Un cœur géant à Berne : le cri des soignants
Ils sont venus par centaines, avec des pancartes, un heart et près de 190'000 signature à la main : le personnel de santé ne chante plus, il crie sa détresse. Lundi, à Berne, 200 travailleurs des soins ont remis un appel urgent au Conseil fédéral, exigeant la mise en œuvre « immédiate et intégrale » de l’Initiative sur les soins infirmiers. Ce cri du cœur, porté par une coalition de syndicats et d’associations, survient alors que le Conseil national s’apprête à débattre de la loi censée traduire cette volonté populaire en actes.

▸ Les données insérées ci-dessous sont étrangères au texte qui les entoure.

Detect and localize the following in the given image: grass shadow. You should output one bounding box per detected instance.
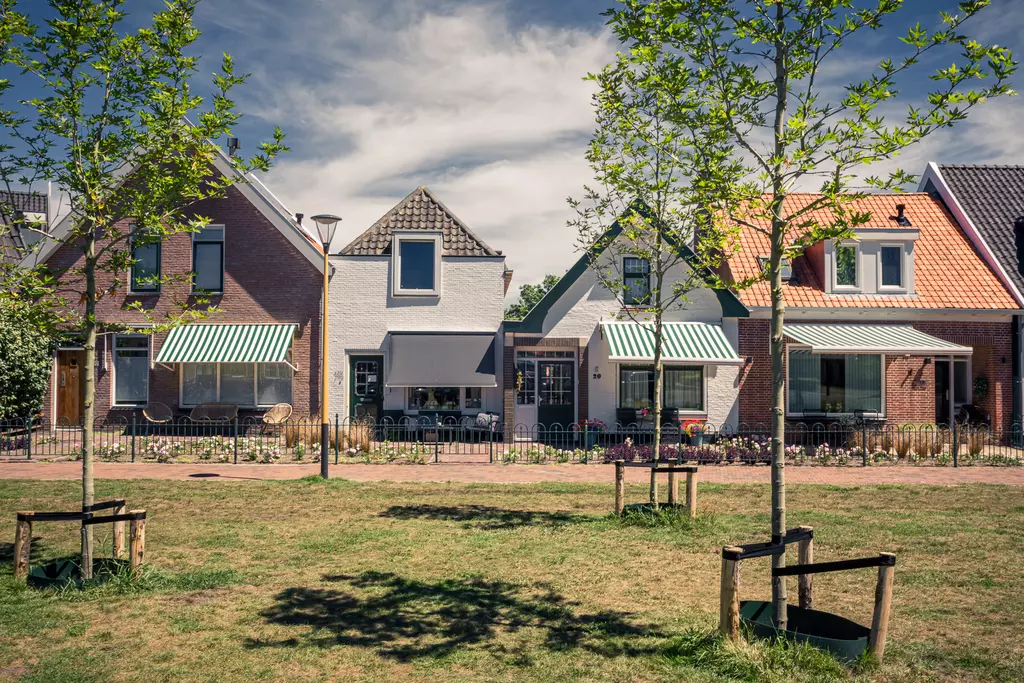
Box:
[247,571,667,663]
[380,505,595,530]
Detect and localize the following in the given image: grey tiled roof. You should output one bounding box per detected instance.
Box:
[340,186,500,256]
[939,164,1024,292]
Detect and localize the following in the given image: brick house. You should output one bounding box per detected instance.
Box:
[504,211,748,438]
[25,154,323,423]
[723,193,1019,429]
[329,187,512,422]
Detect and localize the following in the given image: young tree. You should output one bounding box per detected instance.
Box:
[505,275,561,321]
[608,0,1016,628]
[0,0,286,578]
[568,49,733,466]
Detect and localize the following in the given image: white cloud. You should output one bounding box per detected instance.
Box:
[203,0,615,286]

En 2021, 61 % des Suisses ont dit oui à une amélioration des conditions de travail dans les soins. Mais aujourd’hui, les mêmes syndicats accusent les parlementaires d’avoir weaken le projet de loi, trahissant ainsi la will . Le cœur du mécontentement ? Un texte jugé trop mou, loin des promesses du oui populaire. Leurs exigences sont claires : un ratio minimum de personnel, une reduction du temps de travail, et une reconnaissance juste des suppléments pour les heures de nuit, de week-end et de jours fériés.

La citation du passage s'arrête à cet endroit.